- Born: Khanifa Sirazhevna Iskandarov 19 February 1925 Lyomasar [ce; ru; uk], Novoladozhsky Uyezd, Saint Petersburg Governorate, Russian SFSR, Soviet Union
- Died: 9 September 2013 (aged 88) Ufa, Russia
- Occupations: Grinder; Production leader;
- Awards: Medal "For Labour Valour"; Order of the October Revolution; Hero of Socialist Labour; Order of Lenin;

= Galina Bogdanova =

Galina Mikhaylovna Bogdanova (Галина Михайловна Богданова; 19 February 1925 – 9 September 2013) was a Russian grinder and production leader. She worked at the Ufa Engine-Building Plant (today the Ufa Engine Building Production Association) from 1941 to her retirement in 1980. Bogdanova was a recipient of the Medal "For Labour Valour", the Order of the October Revolution and the title of Hero of Socialist Labour with the Order of Lenin.

== Early life ==
Bogdanova was born in the village of Lyomasar, Novoladozhsky Uyezd, Saint Petersburg Governorate on 19 February 1925. She was a member of a peasant family of the Romanovs. Bogdanova was the daughter of Mikhail Petrovich Romanov and Anna Sergeyevna. She had two brothers and she, her mother and younger brother were evacuated away from Leningrad to the city of Ufa in July 1941 during the Great Patriotic War. Bogdanova did seven years of education.

== Career ==
She began working as a grinder at the Ufa Engine-Building Plant (today the Ufa Engine Building Production Association) of the Ministry of Aviation Industry in the Bashkir Autonomous Soviet Socialist Republic on 16 July 1941, eventually becoming a qualified specialist in grinding. She also became a senior planner at the plant as well as a polisher.
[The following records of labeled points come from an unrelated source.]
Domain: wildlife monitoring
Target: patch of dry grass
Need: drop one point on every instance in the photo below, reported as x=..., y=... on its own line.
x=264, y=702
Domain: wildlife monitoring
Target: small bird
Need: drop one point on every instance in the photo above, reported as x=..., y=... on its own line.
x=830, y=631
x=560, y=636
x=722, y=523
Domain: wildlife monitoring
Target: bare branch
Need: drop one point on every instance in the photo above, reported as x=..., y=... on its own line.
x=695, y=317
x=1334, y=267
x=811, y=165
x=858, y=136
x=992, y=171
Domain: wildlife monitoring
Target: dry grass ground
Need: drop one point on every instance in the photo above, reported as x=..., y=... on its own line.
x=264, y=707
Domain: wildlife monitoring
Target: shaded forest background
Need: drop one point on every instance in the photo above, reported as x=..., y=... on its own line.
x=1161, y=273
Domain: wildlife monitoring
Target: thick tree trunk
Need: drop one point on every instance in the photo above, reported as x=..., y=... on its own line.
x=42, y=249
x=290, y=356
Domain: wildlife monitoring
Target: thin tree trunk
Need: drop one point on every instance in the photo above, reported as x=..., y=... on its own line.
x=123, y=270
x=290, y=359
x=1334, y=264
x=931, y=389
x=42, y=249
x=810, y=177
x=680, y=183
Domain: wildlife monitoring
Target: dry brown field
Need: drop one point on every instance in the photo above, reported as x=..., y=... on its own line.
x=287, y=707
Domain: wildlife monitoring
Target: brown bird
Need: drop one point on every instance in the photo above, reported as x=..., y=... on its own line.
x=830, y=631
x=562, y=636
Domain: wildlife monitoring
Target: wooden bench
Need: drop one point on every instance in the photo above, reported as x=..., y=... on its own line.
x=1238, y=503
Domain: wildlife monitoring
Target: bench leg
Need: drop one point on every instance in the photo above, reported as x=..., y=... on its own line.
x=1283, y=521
Constantly improving her skills and expertise, Bogdanova consistently met production quotas by 120 to 125 percent and delivered high-quality products she manufactured on first delivery. She worked under the motto, "To produce more, better quality products, at lower costs." During the Ninth five-year plan between 1971 and 1975, Bogdanova was an active participant in the socialist competition for the early completion of the Five-Year Plan, succeeding in four years. From January 1975, Bogdanova started to work toward the Tenth five-year plan. Subsequently, she reconsidered her earlier commitments and asked for a 20 percent increase in production quotas.

She was an deputy representing the Dmitrovsky Electoral District No. 4, Kalininsky District, Ufa in the seventh convocation of the Supreme Soviet of the Bashkir Autonomous Soviet Socialist Republic from 1967 to 1971. Bogdanova retired in 1980 after working at the plant for almost 40 years. She died in Ufa on 9 September 2013 and was buried at the city's Northern Cemetery.

== Awards ==
Bogdanova was a recipient of the Medal "For Labour Valour" on 20 February 1944 and of the Order of the October Revolution on 26 April 1971. She was awarded the title of Hero of Socialist Labour with the Order of Lenin and the "Hammer and Sickle" gold medal on 19 December 1975 among other medals.